Individual variations of white matter (WM) tracts are known to be associated with various cognitive and neuropsychiatric traits. Diffusion tensor imaging (DTI) and genome-wide single-nucleotide polymorphism (SNP) data from 17,706 UK Biobank participants offer the opportunity to identify novel genetic variants of WM tracts and explore the genetic overlap with other brain-related complex traits. We analyzed the genetic architecture of 110 tract-based DTI parameters, carried out genome-wide association studies (GWAS), and performed post-GWAS analyses, including association lookups, gene-based association analysis, functional gene mapping, and genetic correlation estimation. We found that DTI parameters are substantially heritable for all WM tracts (mean heritability 48.7%). We observed a highly polygenic architecture of genetic influence across the genome (p value = 1.67 × 10^-05) as well as the enrichment of genetic effects for active SNPs annotated by central nervous system cells (p value = 8.95 × 10^-12). GWAS identified 213 independent significant SNPs associated with 90 DTI parameters (696 SNP-level and 205 locus-level associations; p value < 4.5 × 10^-10, adjusted for testing multiple phenotypes).
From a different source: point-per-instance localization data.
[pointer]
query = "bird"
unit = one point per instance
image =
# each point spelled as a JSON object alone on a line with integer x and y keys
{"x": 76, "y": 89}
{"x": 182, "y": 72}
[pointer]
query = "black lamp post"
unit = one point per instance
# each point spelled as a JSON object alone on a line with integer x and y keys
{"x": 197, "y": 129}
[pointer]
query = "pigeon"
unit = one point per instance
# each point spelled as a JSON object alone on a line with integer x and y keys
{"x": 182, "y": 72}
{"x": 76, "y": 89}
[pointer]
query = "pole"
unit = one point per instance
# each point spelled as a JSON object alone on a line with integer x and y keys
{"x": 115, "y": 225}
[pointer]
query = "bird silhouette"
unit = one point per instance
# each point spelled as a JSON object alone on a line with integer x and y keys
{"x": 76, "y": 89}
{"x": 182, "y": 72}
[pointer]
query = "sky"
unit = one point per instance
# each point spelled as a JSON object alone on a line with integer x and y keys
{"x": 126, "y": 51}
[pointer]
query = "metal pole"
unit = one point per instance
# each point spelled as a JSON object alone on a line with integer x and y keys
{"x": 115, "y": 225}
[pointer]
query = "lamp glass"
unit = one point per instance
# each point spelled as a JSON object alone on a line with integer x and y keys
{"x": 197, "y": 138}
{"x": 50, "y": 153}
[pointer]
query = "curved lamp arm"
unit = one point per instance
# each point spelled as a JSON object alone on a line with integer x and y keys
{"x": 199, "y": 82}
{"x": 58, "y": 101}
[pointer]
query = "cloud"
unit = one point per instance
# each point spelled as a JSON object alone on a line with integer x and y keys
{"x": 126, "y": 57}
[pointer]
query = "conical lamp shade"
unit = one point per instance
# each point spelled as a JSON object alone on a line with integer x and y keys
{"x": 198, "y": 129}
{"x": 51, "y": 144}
Gene-based association study prioritized 112 significant genes, most of which are novel. More importantly, association lookups found that many of the novel SNPs and genes of DTI parameters have previously been implicated with cognitive and mental health traits. In conclusion, the present study identifies many new genetic variants at SNP, locus and gene levels for integrity of brain WM tracts and provides the overview of pleiotropy with cognitive and mental health traits.

Figure 1.

SNP heritability estimates grouped by white matter tract functions. The white matter tracts are clustered into four communities including complex fibers (C1), associative fibers (C2), commissural fibers (C3), and projection fibers (C4) according to the Connectopedia Knowledge Database, http://www.fmritools.com/kdb/white-matter/

Figure 2.

Distribution of SNP heritability estimates of the 21 white matter tracts in brain.

Figure 3.

Heritability estimated by SNPs in each chromosome or in functionally annotated SNP categories.

Figure 4.

Number of independent significant SNPs discovered for each DTI parameter at different GWAS significance levels. Outer layer: p-value <5*10⁻⁸; middle layer: p-value <5*10⁻⁹; and inner layer: p-value <4.5*10⁻¹⁰.

Figure 5.

Genes identified in gene-based association analysis of DTI parameters that have been implicated with traits of neuroticism, neurodegenerative diseases, neuropsychiatric disorders, education, cognitive, and reaction time in previous GWAS.